Immobilier 2026 : la fin annoncée de l’exonération sur la revente de la résidence principale
Un amendement au Projet de loi de finances 2026 pourrait bouleverser un pilier de la fiscalité immobilière française : l’exonération totale des plus-values lors de la revente d’une résidence principale. Ce dispositif, en vigueur depuis des décennies, serait désormais conditionné à une durée minimale d’occupation de cinq ans. Décryptage de cette réforme et de ses impacts.
Jusqu’à présent, la revente d’une résidence principale bénéficiait d’une exonération complète d’impôt sur la plus-value, quel que soit le nombre d’années d’occupation. Selon l’article 150 U du Code général des impôts, tant que le logement constituait la résidence principale du vendeur au moment de la cession, aucune taxation n’était appliquée.
Ce qui pourrait changer dès 2026 Un amendement adopté en commission des finances à l’automne 2025 propose de conditionner cette exonération à une durée minimale de cinq années d’occupation effective. Autrement dit, toute revente d’un logement avant ce délai pourrait être soumise à imposition, sauf exceptions spécifiques.
Les motivations de la réforme L’objectif affiché est de lutter contre les pratiques spéculatives, notamment dans les zones tendues où certains propriétaires achètent et revendent rapidement après une courte période d’occupation pour échapper à l’impôt. Le gouvernement souhaite recentrer l’exonération sur les véritables résidences principales de longue durée, et non sur les opérations d’achat-revente déguisées.

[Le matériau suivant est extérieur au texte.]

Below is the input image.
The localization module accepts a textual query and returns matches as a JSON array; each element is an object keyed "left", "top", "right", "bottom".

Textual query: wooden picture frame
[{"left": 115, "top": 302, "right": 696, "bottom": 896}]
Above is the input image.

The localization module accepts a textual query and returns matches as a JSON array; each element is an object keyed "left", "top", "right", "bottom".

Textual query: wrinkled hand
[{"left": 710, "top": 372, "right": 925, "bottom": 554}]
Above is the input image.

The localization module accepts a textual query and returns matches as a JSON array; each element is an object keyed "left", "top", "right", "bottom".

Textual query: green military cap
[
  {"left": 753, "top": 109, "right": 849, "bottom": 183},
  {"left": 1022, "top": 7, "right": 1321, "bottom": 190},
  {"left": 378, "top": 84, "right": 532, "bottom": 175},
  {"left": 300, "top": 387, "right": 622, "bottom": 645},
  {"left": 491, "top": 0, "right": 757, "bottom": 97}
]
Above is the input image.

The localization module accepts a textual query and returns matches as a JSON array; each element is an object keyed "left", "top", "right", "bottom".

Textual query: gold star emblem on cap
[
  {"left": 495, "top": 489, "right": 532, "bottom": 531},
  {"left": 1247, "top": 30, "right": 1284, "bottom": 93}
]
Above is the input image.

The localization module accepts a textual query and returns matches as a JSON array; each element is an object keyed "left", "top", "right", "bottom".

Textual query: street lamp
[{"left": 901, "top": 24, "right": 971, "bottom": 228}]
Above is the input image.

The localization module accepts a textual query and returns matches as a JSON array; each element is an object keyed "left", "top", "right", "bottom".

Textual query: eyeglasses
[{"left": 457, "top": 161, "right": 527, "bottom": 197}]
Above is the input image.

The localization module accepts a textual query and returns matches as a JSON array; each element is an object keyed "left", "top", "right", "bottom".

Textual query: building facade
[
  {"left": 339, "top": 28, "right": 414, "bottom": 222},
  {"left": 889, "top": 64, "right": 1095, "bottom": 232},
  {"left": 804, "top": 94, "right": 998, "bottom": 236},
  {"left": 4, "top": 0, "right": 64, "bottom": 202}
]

Des exceptions prévues pour les situations de force majeure Certaines situations resteraient exonérées malgré une durée d’occupation inférieure à cinq ans : mutation professionnelle, décès, séparation, entrée en maison de retraite ou vente consécutive à l’acquisition d’une nouvelle résidence principale.
Les impacts pour les propriétaires et investisseurs Cette réforme, si elle est adoptée, pourrait modifier en profondeur les stratégies patrimoniales. Les propriétaires envisageant une revente rapide devront revoir leurs plans, sous peine d’être imposés sur la plus-value réalisée. Les investisseurs, quant à eux, verront disparaître une faille fiscale souvent utilisée dans le cadre d’opérations de rotation rapide de biens immobiliers.
Vers une stabilisation du marché immobilier ? En freinant les ventes opportunistes, cette mesure pourrait contribuer à stabiliser les prix dans certaines agglomérations tendues. Elle favoriserait également la détention longue et renforcerait la cohérence entre fiscalité et usage réel du bien.
Les points clés à retenir
- Projet de réforme pour 2026 : fin de l’exonération automatique des plus-values sur résidence principale.
- Condition d’occupation minimale de 5 ans pour bénéficier de l’exonération.
- Exceptions prévues pour mutation, décès ou raisons familiales graves.
- Objectif : limiter la spéculation et favoriser la stabilité du marché immobilier.
- Entrée en vigueur possible à compter du 1er janvier 2026.
Conclusion Si cette réforme est validée dans le cadre du budget 2026, elle marquera un tournant majeur dans la fiscalité immobilière française. Vendre sa résidence principale ne sera plus automatiquement synonyme d’exonération : une révolution silencieuse qui pourrait redessiner les stratégies de détention et de transmission patrimoniale dès l’an prochain.